Are you going to mark it ?
I think it's worth it.

If you aren't equipped to etch, I'd take it to a Trophy engraving shop with a laser engraver.
 
Good job on your second knife. Dad will surely like it more considering it was made by you. Happy Holidays.
 
Looks to be a very short stubby strong knife, how thick is the stock handle?

My father favors similar knives as well.
 
Count, I do want to etch it, but I don't have the setup...yet. I'll have to look around for laser engravers. I know of several trophy shops, I'm just not sure if any of them use lasers.

Sasquatch, The tang is just shy of .25". The entire handle, scales and all, at it's widest, is .7".

Thanks for the kind words. Any critiques?
 
Any critiques?

You asked! :)

I'm not sure of the wisdom of stonewashing a 1084 blade. It has essentially zero corrosion-resistance, and anything that makes the surface rougher makes it easier to trap moisture/gunk and cause rust. Stonewashing is not nearly as bad as bead-blasting in that regard, but I personally prefer a much finer finish.

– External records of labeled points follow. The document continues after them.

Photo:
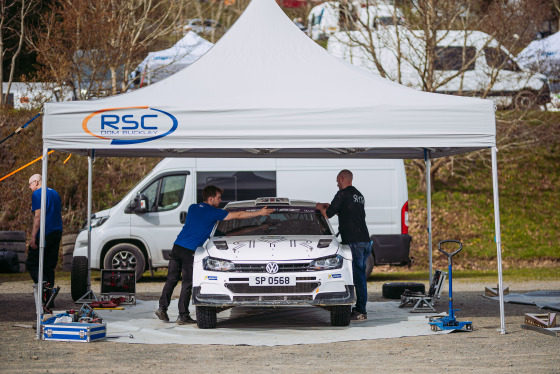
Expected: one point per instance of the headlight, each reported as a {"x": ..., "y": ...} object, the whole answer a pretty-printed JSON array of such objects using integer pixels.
[
  {"x": 96, "y": 221},
  {"x": 214, "y": 264},
  {"x": 327, "y": 263}
]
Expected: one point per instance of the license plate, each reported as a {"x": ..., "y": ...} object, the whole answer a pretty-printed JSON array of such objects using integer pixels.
[{"x": 272, "y": 280}]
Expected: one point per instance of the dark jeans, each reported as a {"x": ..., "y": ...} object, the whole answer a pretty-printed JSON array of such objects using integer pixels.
[
  {"x": 360, "y": 253},
  {"x": 180, "y": 261},
  {"x": 50, "y": 258}
]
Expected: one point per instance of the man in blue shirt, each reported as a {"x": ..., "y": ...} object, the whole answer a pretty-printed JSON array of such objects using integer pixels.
[
  {"x": 201, "y": 219},
  {"x": 53, "y": 232}
]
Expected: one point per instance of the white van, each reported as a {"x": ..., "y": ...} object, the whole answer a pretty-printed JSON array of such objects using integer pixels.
[
  {"x": 510, "y": 85},
  {"x": 324, "y": 19},
  {"x": 138, "y": 233}
]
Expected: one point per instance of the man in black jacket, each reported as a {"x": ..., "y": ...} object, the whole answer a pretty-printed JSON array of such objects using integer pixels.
[{"x": 349, "y": 204}]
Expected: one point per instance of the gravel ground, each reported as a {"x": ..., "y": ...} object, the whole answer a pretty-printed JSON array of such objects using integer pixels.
[{"x": 483, "y": 350}]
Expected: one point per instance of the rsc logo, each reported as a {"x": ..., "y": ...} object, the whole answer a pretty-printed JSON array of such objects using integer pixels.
[{"x": 130, "y": 125}]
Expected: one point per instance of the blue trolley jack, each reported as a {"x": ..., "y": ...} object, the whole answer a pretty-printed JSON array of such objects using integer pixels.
[{"x": 449, "y": 322}]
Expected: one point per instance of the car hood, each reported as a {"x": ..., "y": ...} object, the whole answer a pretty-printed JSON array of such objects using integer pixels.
[{"x": 270, "y": 248}]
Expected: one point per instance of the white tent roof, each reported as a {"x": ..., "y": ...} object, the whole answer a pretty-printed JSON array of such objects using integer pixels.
[
  {"x": 161, "y": 64},
  {"x": 266, "y": 89}
]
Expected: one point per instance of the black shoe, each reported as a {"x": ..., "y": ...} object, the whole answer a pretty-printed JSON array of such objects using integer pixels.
[
  {"x": 183, "y": 319},
  {"x": 162, "y": 314}
]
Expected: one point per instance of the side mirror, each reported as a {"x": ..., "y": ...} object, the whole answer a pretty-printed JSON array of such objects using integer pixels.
[{"x": 139, "y": 205}]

Perhaps a light etch/patina with vinger/lemon juice etc is in order? If not, keep it reasonably clean and dry, use it a lot on foodstuffs, and it will patina naturally.

I do like the profile and your grinds look good!
 
You asked! :)

I'm not sure of the wisdom of stonewashing a 1084 blade. It has essentially zero corrosion-resistance, and anything that makes the surface rougher makes it easier to trap moisture/gunk and cause rust. Stonewashing is not nearly as bad as bead-blasting in that regard, but I personally prefer a much finer finish.

Perhaps a light etch/patina with vinger/lemon juice etc is in order? If not, keep it reasonably clean and dry, use it a lot on foodstuffs, and it will patina naturally.

I do like the profile and your grinds look good!

I did ask, and thank you James. The stone wash was a, "Hey, how would that look?" I didn't think it through on the corrosion part. I'm going to let him decide how/if he wants a patina, or if he just wants to keep it oiled...a lot. I have ferric chloride as well, but what effect would that have on the scales? What effect would vinegar, lemon juice, or mustard have on them?
 
At this point the finish is what it is. Don't try and change it. It will slowly form a patina in use.